Goes Well With: Fresh Fruit

Wine and Drink Pairings: Tequila, Lemonade, Sangria

Ingredients

  • 1 whole chicken breast
  • ¼ c tequila
  • 1 tsp lime juice
  • pinch of salt and pepper
  • 1 banana (plantain variety)
  • 1 tsp spice rub*
  • 1 T Olive or Grapeseed oil
  • 1 T butter
  • 12 baby patty pan squash
  • salt
  • pepper
  • 4 sun-dried tomato tortillas
  • 1 c Bib, Buttercup or Iceberg lettuce, shredded
  • ¼ c pineapple, julienned
  • ¼ c jicama julienned
  • 1 medium tomato, cubed
  • Fresh cilantro leaves
  • Spice Rub
  • 4 T paprika
  • 1 T ground cumin
  • 1 T ground coriander
  • 1 T cayenne
  • 2 T gound black pepper
  • 3 T garlic powder
  • 1 T onion powder
  • 3 T Kosher salt
  • 1 1/4 T dried oregano
  • 1 1/4 T dried thyme
  • Mix all spice rub ingredients together until well blended. This rub has a wide variety of uses and can be stored in a sealed container for several months.

Directions

  1. Preheat oven to 375 degrees F
  2. Cut chicken breast in half, then filet each half, creating 4 smaller medallions. Cut chicken into 1/4 inch strips. In a small bowl, whisk tequila, lime juice, salt and pepper. Pour mixture over chicken and cover. Allow to marinate in the refrigerator for at least 1 hour.
  3. While the chicken is marinating, prepare the banana croutons. Make sure to use a banana that is not too ripe or it will get mushy. Cut the banana into 1/8-1/4 inch cubes then place the cubes into a plastic container and cover with 2 T of the rub. Place lid on the container and shake until cubes are completely coated.
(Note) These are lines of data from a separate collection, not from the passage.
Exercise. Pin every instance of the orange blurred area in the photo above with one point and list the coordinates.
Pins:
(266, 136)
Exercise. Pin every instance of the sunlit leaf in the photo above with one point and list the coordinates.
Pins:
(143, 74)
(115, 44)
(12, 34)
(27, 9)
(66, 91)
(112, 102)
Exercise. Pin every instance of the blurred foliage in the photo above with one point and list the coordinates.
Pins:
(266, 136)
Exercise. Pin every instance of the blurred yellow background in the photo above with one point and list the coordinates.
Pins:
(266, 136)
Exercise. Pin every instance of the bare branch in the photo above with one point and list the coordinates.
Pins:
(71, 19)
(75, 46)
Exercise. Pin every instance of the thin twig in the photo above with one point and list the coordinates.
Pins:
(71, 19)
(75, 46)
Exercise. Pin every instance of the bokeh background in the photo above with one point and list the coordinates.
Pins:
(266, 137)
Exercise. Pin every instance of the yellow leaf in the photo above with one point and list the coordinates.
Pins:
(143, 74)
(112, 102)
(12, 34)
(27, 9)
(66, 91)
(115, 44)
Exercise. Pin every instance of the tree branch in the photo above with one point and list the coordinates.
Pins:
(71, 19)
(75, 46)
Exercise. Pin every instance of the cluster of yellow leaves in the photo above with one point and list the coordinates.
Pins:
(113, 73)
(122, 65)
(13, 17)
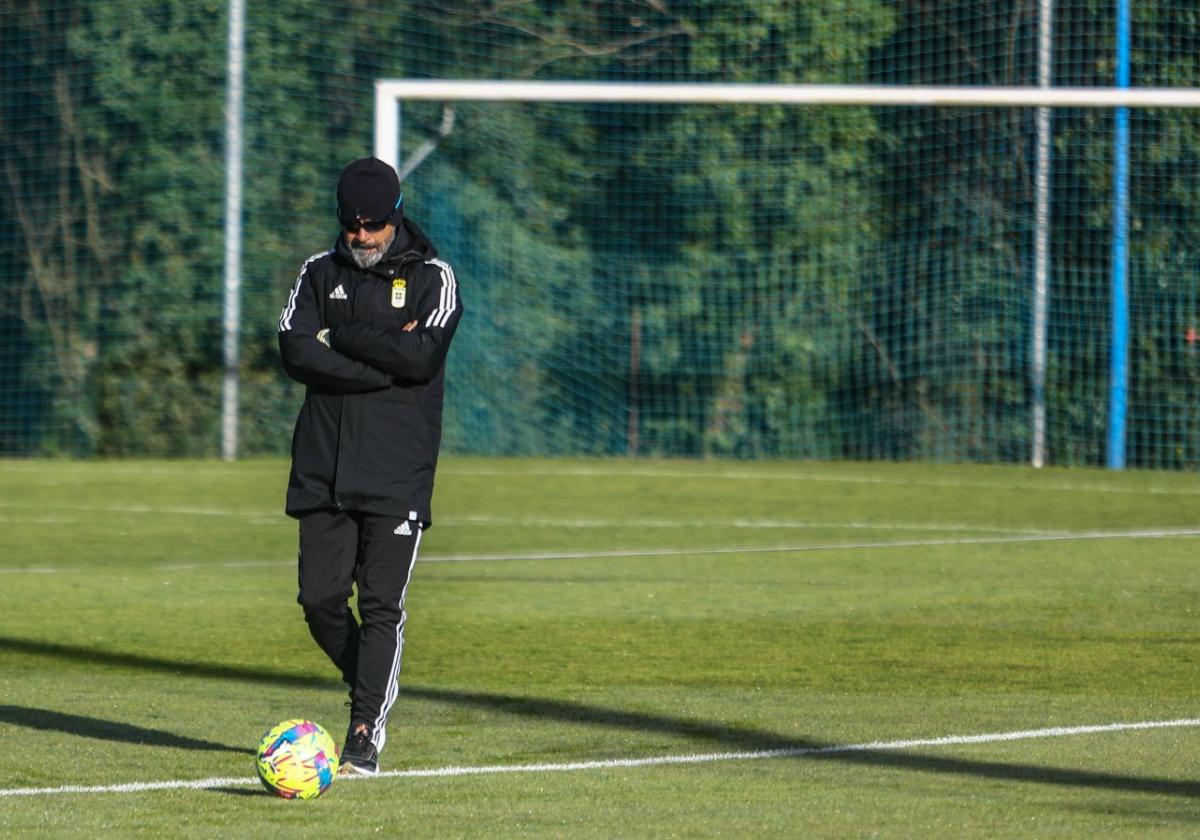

Lightly spray a cookie sheet with non stick spray, then evenly distruibute cubes onto the sheet and bake for 10-15 minutes or until crunchy. (Watch carefully as they will burn if left unchecked , due to the sugars in the banana.) Remove from oven and let cool completely.
  4. Using a tortilla that is room temperature, place it in a large microwave safe ramekin, gently pushing down in the center. Place a smaller ramekin in the center of the tortilla and microwave on high for 1 minute. Allow to cool for 30 seconds then remove from ramekin and set aside.
  5. Remove the chicken from the refrigerator. Heat the oil and butter in a large saute pan over medium heat. Add chicken, the squash and saute until completely cooked. Add salt and pepper to taste.
  6. Place the tortilla on a plate. Mix lettuce and jicama together and place 1/2 cup into tortilla. Place 1 cup of chicken mixture on top of the lettuce mixture. Add cubed tomatoes, top with croutons and Cilantro leaves.